Data Quality

Jun 07 2018
+1
+5
-1

Data quality is likely to be the most difficult element to standardize in any given set of rules of participation, considering that the usual standard of “fit for purpose” varies so much from use case to use case. There are two mechanisms to ensure appropriate data quality. The first derives from FAIR principles, as interoperable and reusable data implies that the data set has a given minimum amount of metadata. Defining an appropriate standard for metadata that can be efficiently defined by data depositors and implemented by repositories and index/search services, will be key to implementation of the EOSC. The second mechanism is that of peer-review and collective filtering, e.g. Yelp/TripAdvisor-type reviews provided by users. As data become more accessible, it may be useful to provide mechanisms in search systems/indices for users to provide reviews that could be used to supplement citation counts.

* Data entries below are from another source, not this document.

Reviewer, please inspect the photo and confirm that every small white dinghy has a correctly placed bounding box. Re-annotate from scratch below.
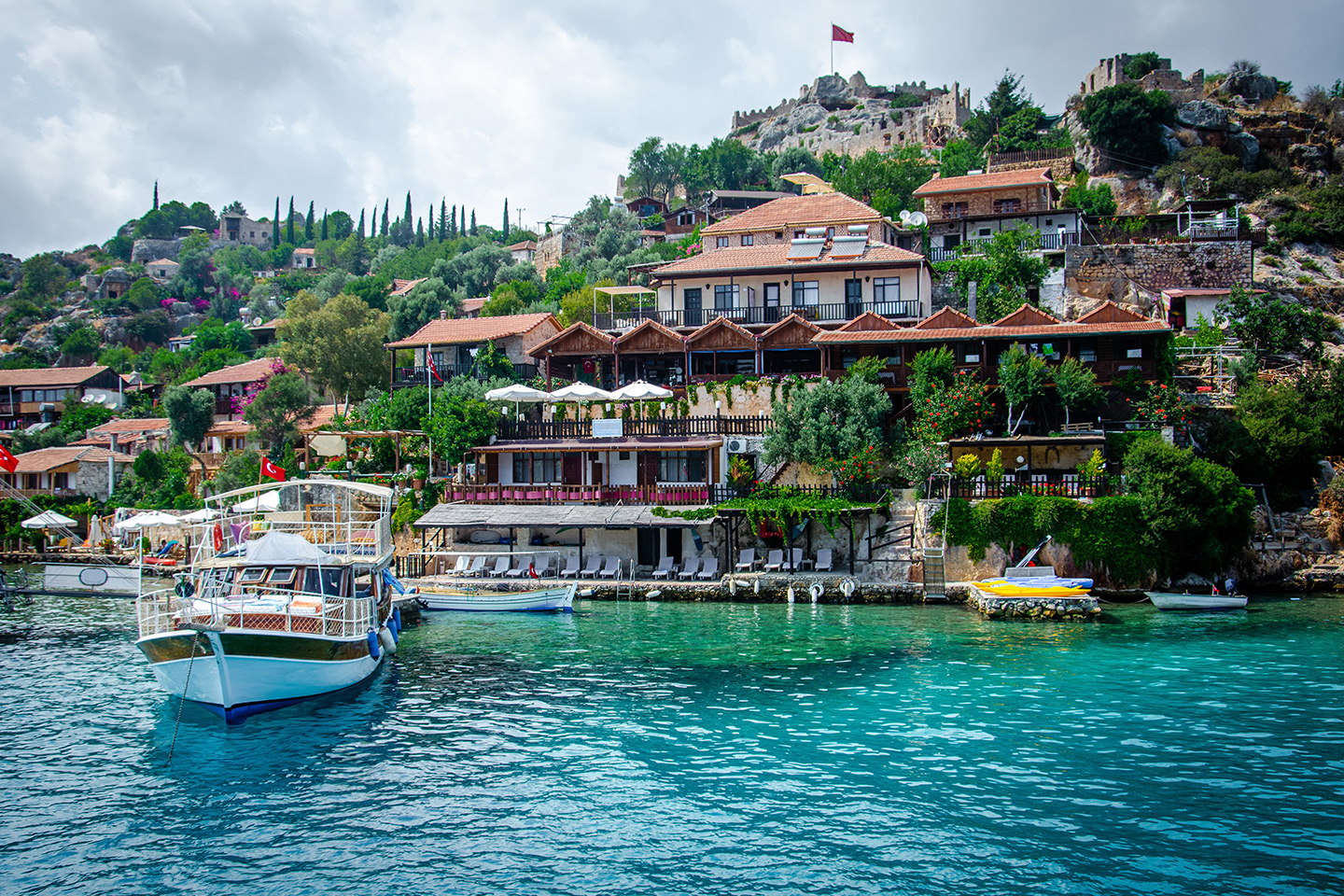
[1143,591,1246,609]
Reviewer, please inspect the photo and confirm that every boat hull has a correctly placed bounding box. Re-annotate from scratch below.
[135,631,383,722]
[1145,591,1246,609]
[415,584,578,612]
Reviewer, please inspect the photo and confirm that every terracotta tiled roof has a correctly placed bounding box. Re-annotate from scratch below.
[0,364,107,388]
[914,168,1055,197]
[387,313,560,348]
[89,416,172,435]
[700,193,883,236]
[183,357,280,388]
[13,444,135,473]
[653,244,926,279]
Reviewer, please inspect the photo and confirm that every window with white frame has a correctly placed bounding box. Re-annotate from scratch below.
[793,279,821,308]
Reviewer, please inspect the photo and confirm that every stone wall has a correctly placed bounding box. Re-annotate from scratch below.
[1064,242,1253,305]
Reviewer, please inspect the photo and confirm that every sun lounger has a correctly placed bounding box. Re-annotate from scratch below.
[504,553,532,579]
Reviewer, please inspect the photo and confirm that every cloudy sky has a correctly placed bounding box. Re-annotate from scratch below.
[0,0,1344,257]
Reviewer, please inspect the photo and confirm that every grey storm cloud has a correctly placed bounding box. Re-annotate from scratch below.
[0,0,1344,255]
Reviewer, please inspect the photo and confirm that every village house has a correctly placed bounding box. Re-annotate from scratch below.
[385,312,560,388]
[219,214,272,248]
[0,364,126,430]
[0,444,133,501]
[71,416,172,456]
[183,357,284,422]
[505,239,537,265]
[146,258,181,284]
[914,166,1084,262]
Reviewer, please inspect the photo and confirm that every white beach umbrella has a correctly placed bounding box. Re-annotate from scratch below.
[234,490,280,513]
[112,511,181,532]
[550,383,611,401]
[19,511,76,529]
[611,380,672,401]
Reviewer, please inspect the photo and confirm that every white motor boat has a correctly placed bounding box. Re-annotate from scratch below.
[1143,591,1246,609]
[135,480,400,722]
[415,581,580,612]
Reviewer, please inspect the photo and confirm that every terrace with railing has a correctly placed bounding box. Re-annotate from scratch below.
[594,301,920,330]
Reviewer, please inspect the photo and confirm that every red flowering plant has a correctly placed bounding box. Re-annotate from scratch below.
[816,444,882,486]
[916,371,995,440]
[1129,383,1189,426]
[229,357,289,413]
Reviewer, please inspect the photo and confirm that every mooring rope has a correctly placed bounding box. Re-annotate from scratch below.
[164,631,201,767]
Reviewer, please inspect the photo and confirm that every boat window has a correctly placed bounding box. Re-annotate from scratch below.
[303,567,344,596]
[238,567,266,584]
[266,567,299,588]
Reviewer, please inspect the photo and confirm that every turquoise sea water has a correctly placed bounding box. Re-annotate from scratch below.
[0,597,1344,896]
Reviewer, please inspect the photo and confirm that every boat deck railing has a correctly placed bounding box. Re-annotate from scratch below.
[135,581,378,638]
[192,509,392,563]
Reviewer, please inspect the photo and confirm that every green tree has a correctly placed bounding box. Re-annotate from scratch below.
[244,373,314,454]
[1055,357,1100,427]
[280,291,388,401]
[764,370,891,466]
[61,325,102,358]
[934,226,1050,321]
[999,343,1050,435]
[1215,287,1335,360]
[1078,82,1176,168]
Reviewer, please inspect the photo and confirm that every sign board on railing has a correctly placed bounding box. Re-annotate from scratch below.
[593,416,625,440]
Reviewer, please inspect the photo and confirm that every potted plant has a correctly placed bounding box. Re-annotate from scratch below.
[986,449,1004,498]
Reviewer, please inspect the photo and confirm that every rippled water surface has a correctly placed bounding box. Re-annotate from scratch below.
[0,599,1344,896]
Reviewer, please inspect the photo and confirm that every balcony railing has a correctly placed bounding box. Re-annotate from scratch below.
[929,232,1079,262]
[595,301,919,330]
[392,364,538,385]
[496,416,770,441]
[925,196,1059,221]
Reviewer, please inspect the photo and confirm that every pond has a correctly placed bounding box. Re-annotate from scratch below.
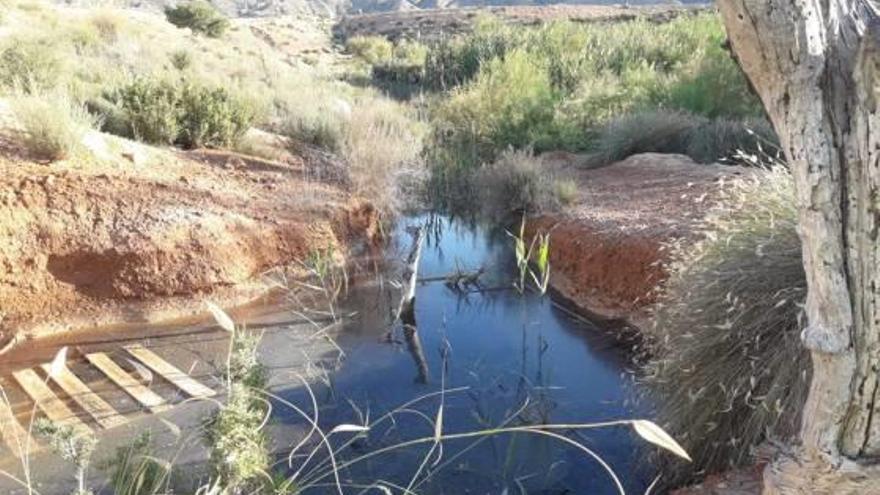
[279,216,653,494]
[0,215,655,495]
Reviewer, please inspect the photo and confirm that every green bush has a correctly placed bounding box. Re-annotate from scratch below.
[12,94,94,160]
[593,110,778,164]
[345,36,394,65]
[168,49,193,71]
[100,78,257,148]
[647,167,810,483]
[177,84,257,148]
[105,78,181,144]
[422,14,760,175]
[433,51,560,163]
[165,0,229,38]
[0,37,64,93]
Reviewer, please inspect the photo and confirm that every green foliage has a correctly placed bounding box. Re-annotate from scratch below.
[475,149,559,219]
[0,37,63,94]
[647,167,810,482]
[102,431,171,495]
[105,78,181,144]
[205,331,271,493]
[423,14,760,174]
[12,93,94,160]
[101,78,257,148]
[425,16,512,89]
[597,110,703,163]
[169,49,193,71]
[373,39,428,84]
[177,83,257,148]
[165,0,229,38]
[345,36,394,65]
[33,418,98,495]
[433,51,559,163]
[282,110,346,152]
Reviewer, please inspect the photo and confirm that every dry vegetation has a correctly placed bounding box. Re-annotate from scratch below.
[0,0,421,215]
[647,167,810,482]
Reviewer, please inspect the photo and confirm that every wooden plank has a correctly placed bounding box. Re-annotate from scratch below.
[125,344,217,398]
[0,394,38,458]
[12,369,91,433]
[43,364,125,428]
[86,352,169,413]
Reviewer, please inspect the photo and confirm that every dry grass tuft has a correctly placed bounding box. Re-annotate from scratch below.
[647,166,810,482]
[12,93,94,161]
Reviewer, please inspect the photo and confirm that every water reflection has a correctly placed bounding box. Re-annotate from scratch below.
[276,215,651,494]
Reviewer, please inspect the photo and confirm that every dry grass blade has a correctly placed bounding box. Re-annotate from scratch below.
[632,419,693,462]
[205,301,235,333]
[49,346,68,379]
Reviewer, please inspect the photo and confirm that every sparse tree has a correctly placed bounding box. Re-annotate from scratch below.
[718,0,880,494]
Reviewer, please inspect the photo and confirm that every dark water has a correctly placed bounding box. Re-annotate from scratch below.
[276,217,653,494]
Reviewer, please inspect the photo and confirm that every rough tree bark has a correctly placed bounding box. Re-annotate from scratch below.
[717,0,880,493]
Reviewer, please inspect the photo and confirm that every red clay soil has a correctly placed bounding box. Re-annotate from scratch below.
[532,153,745,326]
[0,132,377,348]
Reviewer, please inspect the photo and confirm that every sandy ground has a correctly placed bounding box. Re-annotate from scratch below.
[0,120,377,347]
[533,153,747,326]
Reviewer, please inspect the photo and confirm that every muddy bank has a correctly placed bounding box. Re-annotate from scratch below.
[0,133,378,344]
[532,153,746,328]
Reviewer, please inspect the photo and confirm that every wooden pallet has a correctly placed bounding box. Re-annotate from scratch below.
[0,394,37,458]
[12,369,92,433]
[125,344,217,399]
[86,352,171,413]
[43,364,126,428]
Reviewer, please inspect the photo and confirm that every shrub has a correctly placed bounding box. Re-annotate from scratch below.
[425,16,512,89]
[106,78,181,144]
[12,94,93,160]
[594,110,778,163]
[597,110,704,163]
[102,78,257,148]
[0,38,63,93]
[205,331,270,493]
[282,109,347,152]
[100,430,171,495]
[165,0,229,38]
[476,149,559,218]
[659,44,762,118]
[647,167,809,481]
[176,83,257,148]
[168,49,192,71]
[345,36,394,65]
[434,51,558,164]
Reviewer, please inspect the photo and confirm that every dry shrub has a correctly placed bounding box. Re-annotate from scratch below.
[12,94,94,160]
[647,166,810,482]
[342,98,424,210]
[476,148,570,218]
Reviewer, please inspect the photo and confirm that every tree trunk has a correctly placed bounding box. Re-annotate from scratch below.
[718,0,880,493]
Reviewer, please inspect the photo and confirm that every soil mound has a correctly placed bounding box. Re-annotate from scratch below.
[532,153,747,322]
[0,133,377,347]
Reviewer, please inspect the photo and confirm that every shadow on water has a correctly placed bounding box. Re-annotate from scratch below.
[276,216,653,494]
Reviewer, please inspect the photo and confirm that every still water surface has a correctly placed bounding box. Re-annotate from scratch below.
[282,216,653,494]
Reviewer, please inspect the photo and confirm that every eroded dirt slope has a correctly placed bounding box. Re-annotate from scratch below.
[0,133,377,347]
[533,153,747,324]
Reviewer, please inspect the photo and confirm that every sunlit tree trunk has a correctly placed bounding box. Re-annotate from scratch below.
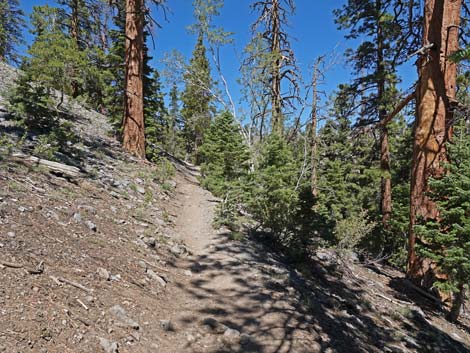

1 comment on "Data Quality"

  • jkh1
    +1
    +1
    -1

    FAIR principles need to be enforced more strictly. and repositories need to be actually usable. Currently, one can simply either not release data in part or at all and simply dump them anywhere on the web. A particular point of contention on data quality is the availability of information on proprietary reagents that are critical to re-use and re-interpretation of data sets. There should be a mechanism for making this information accessible to people re-analyzing public data sets or exclude from public repositories data sets that can't be re-used because of non-availability of critical information.